Thursday, July 30, 2009
The following is an essay I first wrote in 1999, then copyrighted in 2000. It appeared on an old blog but I repost it today for a few reasons. While at the time I wrote it I was recognizing that bigotry of all forms and in particular, antisemitism was rising, I now see that escalation has taken a sharper rise.
I grew up the child of parents who promoted civil rights and like them, joined both interfaith groups and civil rights groups so that how I lived demonstrated the values they taught in both word and deed. Perhaps something of what I've learned may help another. I give a link at the end that I hope all parents will view.
Now here is the short (for me anyway!) essay, reposted again.
The serene and straightforward manner I most often maintain in responding to bigots comes from both faith in God and in self-acceptance of my human nature. My self-esteem is neither defined nor validated by the approval of bigots whose values I see as harmful. Instead, I focus on opinions gleaned from respectable people; insights gained from interactions with the wise and not so wise. I begin with the premise that each individual is worthy of respect. Since I claim no sainthood, it is no hypocrisy to reveal I can lose all respect for people who behave in a willfully ignorant, disrespectful, dishonest or hateful manner. I believe they have a right to their choice. I don’t have to respect all choices, or disrespectful people; that is my choice.

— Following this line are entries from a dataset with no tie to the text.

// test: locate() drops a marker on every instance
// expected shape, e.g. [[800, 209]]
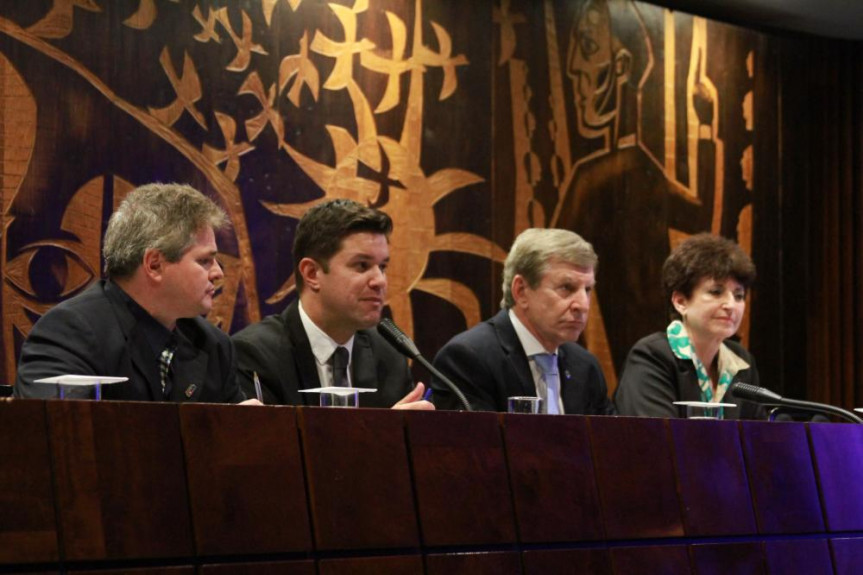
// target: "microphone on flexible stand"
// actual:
[[766, 397], [403, 344]]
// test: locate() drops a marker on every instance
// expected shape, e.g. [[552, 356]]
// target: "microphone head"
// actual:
[[754, 393], [397, 338]]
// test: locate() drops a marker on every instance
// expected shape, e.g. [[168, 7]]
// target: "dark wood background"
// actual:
[[461, 120]]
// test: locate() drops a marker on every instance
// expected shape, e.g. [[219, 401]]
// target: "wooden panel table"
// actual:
[[359, 479], [714, 490], [552, 477], [245, 475], [120, 480], [635, 476], [461, 480], [28, 526], [779, 466]]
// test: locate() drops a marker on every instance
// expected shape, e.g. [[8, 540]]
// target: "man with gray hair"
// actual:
[[528, 348], [144, 322]]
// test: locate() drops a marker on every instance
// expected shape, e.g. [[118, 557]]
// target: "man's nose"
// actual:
[[378, 278], [581, 300], [216, 272]]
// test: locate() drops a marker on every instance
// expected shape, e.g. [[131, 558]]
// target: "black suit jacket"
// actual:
[[278, 349], [95, 333], [488, 364], [653, 378]]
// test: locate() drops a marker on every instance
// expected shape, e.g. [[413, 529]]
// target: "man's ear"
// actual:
[[518, 288], [154, 264], [311, 272]]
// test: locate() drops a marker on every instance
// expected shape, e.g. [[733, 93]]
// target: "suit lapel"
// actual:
[[517, 363], [137, 345], [362, 363], [304, 365], [189, 370]]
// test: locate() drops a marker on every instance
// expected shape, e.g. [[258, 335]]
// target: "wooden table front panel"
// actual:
[[461, 478], [496, 563], [714, 489], [798, 557], [847, 555], [635, 477], [838, 453], [651, 560], [119, 479], [552, 478], [359, 480], [781, 478], [246, 484], [28, 526], [401, 565], [744, 558], [570, 561], [300, 567]]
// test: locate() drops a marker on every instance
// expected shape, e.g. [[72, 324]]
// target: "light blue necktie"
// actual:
[[547, 363]]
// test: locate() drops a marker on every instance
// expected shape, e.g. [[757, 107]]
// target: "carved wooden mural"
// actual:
[[465, 121]]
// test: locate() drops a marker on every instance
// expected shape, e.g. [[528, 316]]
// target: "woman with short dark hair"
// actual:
[[706, 279]]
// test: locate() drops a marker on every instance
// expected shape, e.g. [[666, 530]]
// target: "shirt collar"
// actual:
[[322, 344], [529, 343], [678, 339], [156, 334]]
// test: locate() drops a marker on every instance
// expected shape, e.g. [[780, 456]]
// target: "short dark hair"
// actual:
[[704, 256], [321, 230], [165, 217]]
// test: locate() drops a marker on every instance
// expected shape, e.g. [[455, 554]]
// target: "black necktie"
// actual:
[[165, 359], [340, 367]]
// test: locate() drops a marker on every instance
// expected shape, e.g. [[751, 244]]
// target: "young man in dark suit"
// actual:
[[528, 348], [327, 337], [144, 322]]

Some people are so maladapted to human interaction they enjoy conflict. I do not enjoy conflict. A conflict addict spends much time devising or refining new methods to propagate it. When someone tries to make a well-mannered person feel bad about civility, they do so to project the discomfort they feel in the presence of respectful behavior. A taunt of “ goody goody” on the playground by a bully a perfect example. Quite often we hear the adult bully replace that with other words and phrases, “ politically correct” is one that comes to mind. Recognizing and correctly labeling another’s behavior as that of a bully or bigot based on their actions or words may even inspire them to try to make the victimizer the victim to shift the focus and blame. I don’t have to view another as inferior or demonize them to boost my ego or justify my values. Like a moth drawn to a flame, the social misfit conflict addict is drawn to the more peaceful whom they view as weak to be the target of their venom. However, a serene demeanor does not imply weakness. Serenity is not found in a mind that is self-absorbed with the bliss of religiosity from either psychosis or indoctrination into a cult.

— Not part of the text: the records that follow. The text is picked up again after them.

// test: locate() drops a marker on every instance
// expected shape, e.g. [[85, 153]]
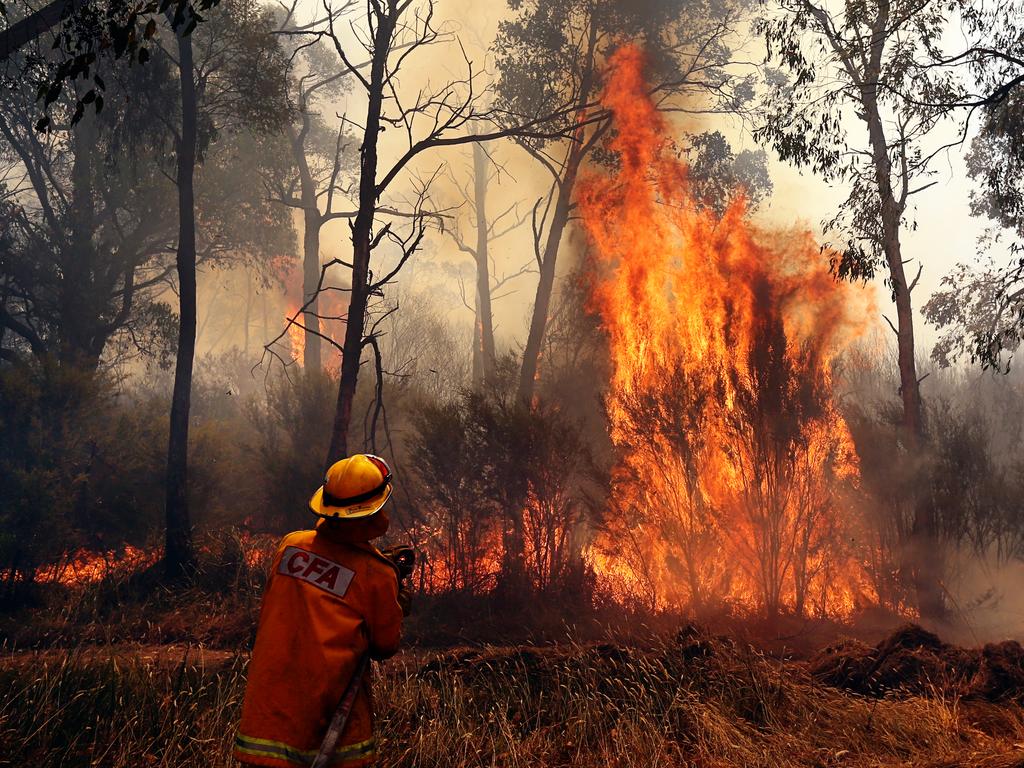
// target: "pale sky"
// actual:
[[945, 236]]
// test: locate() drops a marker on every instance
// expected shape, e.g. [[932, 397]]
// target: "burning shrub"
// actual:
[[76, 470], [503, 487], [734, 461]]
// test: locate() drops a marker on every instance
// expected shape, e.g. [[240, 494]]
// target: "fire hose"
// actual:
[[403, 559]]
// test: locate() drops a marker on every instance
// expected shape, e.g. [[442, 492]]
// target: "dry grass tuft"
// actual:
[[704, 702]]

It is unfortunate that an above average intellect conveys no immunity to bigotry. While there are many reasons for bigotry that I won’t begin to address here, often a choice to create conflict is derived from attention seeking. Think of former classmates, the child who was bright but overlooked at home or in school by others unless he acted out. The temporary vindication they feel when anyone agrees and the reward of being the center of attention by belittling others becomes like a drug. This attention gives a short-term sense of belonging, reinforcement of their beliefs, and helps to elevate self worth. It can then escalate until their self-concept has risen to a delusional superiority over all others. They hold out the worst venom, not for those who may truly exhibit inferior intellect or moral or social inadequacies, but for those whose presence, demeanor and wisdom expose their own most deeply feared frailty. Their maladapted manner of life and self-concept has made them a part of the weakest link in humanity and the most widely detested of all.
Serenity that isn’t easily shaken comes from cognizance of human frailty and foible, self-knowledge and acceptance of the kinship of all humanity. It carries no fear that you’re going to be exposed as less than perfect. Some of the most dangerous dogs are “fear biters” and some of the most dangerous humans behave that way, too.